Dave McKean has won awards and acclaim for his illustrations. For his feature-filmmaking debut he gathered a group of young, eager artists to work with him to design and execute a daunting number of computer graphic images. The results are quite astonishing, all the more so when you learn that they were done by a handful of people working on a minuscule budget.

Even if Mirrormask isn’t destined to become part of our collective consciousness like Alice in Wonderland and The Wizard of Oz, I think it’s an ideal film for families to share together, if the kids are old enough to digest such a dark story. It may well fire their own imaginations.

91. MOONLIGHTING


(1982)

Directed by Jerzy Skolimowski

Screenplay by Jerzy Skolimowski

Actors:

JEREMY IRONS

EUGENE LIPINSKI

JIRÍ STANSILAV

EUGENIUSZ HACZKIEWICZ

Say Moonlighting and most people immediately think of the popular TV series of the 1980s with Cybill Shepherd and Bruce Willis. I wish more people would say, “Oh, you mean that incredible movie with Jeremy Irons?” But thanks to DVD, there is always the chance for people to discover this little-known gem.

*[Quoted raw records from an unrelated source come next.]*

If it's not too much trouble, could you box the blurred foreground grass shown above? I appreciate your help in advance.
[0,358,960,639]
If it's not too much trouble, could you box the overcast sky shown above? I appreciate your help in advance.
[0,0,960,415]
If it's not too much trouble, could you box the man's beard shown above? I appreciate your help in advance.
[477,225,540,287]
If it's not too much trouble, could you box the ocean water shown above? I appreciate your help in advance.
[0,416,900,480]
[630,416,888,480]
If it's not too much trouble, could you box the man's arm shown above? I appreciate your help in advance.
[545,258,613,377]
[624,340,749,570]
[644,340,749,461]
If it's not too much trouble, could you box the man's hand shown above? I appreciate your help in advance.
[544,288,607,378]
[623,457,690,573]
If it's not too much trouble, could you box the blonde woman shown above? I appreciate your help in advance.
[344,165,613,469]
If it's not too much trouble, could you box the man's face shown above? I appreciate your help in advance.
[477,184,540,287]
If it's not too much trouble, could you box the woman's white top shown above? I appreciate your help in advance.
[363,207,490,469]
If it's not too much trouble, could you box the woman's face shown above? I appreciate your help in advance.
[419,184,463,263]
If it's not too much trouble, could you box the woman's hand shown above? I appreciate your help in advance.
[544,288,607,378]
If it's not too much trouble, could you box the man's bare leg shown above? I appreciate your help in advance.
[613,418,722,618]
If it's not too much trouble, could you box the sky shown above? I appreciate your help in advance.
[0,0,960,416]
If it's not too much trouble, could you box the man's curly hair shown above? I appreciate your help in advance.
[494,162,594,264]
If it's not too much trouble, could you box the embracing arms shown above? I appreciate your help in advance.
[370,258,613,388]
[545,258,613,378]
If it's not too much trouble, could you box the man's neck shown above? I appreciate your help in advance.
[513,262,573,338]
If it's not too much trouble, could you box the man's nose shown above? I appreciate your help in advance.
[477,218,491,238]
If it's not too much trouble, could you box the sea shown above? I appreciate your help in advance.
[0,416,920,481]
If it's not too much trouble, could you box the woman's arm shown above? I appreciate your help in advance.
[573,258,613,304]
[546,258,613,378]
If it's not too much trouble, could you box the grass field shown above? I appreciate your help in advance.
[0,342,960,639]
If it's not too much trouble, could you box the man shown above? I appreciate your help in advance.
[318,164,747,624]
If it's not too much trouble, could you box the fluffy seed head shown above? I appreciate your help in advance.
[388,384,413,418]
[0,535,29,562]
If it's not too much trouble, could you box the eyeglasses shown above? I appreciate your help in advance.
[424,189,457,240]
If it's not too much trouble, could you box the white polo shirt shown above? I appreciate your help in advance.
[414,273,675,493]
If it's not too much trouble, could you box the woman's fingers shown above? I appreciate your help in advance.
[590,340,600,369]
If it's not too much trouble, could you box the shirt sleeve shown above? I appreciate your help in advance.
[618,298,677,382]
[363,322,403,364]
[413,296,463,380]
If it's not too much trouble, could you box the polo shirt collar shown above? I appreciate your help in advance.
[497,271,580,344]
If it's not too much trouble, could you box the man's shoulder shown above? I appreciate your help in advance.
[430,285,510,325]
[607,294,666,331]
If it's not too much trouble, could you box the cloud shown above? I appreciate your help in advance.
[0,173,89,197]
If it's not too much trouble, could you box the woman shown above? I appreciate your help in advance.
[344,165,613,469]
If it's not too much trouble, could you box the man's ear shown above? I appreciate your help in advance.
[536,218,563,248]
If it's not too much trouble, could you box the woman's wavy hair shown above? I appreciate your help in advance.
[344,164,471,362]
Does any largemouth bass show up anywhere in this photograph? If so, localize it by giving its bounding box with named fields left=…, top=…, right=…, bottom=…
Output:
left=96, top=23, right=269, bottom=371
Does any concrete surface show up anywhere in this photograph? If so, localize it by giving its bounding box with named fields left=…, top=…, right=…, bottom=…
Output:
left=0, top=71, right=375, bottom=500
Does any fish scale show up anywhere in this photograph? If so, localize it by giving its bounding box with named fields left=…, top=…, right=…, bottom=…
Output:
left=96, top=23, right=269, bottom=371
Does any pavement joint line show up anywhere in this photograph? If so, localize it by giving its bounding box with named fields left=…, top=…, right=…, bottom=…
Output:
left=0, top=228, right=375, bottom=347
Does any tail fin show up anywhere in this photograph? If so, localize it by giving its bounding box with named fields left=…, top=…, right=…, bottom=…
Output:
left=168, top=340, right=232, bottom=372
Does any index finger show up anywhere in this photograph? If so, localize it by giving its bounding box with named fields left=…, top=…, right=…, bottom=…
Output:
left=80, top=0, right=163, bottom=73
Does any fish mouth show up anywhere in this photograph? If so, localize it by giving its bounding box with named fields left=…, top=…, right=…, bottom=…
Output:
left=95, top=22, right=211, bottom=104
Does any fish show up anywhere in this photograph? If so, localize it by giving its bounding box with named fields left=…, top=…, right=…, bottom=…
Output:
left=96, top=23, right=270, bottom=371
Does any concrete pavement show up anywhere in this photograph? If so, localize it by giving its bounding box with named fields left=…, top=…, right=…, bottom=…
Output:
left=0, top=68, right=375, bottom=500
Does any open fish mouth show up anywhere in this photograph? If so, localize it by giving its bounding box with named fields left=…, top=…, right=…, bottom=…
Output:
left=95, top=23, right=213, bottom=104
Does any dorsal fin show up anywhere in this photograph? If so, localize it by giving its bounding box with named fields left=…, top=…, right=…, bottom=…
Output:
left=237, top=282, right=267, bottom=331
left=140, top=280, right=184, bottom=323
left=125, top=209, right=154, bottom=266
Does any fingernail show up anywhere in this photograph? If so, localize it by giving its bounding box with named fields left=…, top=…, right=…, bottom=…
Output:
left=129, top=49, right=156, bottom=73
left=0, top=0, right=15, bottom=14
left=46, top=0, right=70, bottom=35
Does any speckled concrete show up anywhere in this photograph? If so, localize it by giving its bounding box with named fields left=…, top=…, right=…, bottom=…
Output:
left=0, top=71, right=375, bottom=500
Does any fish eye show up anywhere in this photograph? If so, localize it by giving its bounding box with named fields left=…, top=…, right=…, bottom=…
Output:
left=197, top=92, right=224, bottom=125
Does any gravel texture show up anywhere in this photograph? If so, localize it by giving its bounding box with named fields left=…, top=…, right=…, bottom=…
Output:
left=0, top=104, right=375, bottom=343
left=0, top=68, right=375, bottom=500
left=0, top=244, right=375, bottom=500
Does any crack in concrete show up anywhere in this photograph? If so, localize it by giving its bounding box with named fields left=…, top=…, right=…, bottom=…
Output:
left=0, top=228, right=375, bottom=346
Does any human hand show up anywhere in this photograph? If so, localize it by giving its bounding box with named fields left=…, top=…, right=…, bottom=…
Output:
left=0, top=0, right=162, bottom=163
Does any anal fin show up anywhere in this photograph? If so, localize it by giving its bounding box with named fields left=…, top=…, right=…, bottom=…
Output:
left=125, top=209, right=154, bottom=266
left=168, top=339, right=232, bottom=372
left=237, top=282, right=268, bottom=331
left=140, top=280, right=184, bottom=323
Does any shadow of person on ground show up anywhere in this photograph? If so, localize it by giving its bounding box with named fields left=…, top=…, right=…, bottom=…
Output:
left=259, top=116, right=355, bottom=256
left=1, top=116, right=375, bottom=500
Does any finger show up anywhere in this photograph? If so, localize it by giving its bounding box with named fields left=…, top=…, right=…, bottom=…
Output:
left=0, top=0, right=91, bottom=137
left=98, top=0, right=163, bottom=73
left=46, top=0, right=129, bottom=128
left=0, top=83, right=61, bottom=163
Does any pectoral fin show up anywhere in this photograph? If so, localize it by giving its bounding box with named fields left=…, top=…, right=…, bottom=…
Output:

Moonlighting is the work of Polish filmmaker Jerzy Skolimowski, who has never achieved the notoriety of his friend Roman Polanski (for whom he wrote the latter’s breakthrough feature, Knife in the Water), but he has maintained a presence on the international film scene for decades, earning prizes at top film festivals and achieving international recognition for such films as Le Départ, Deep End, The Shout, Torrents of Spring, and The Lightship.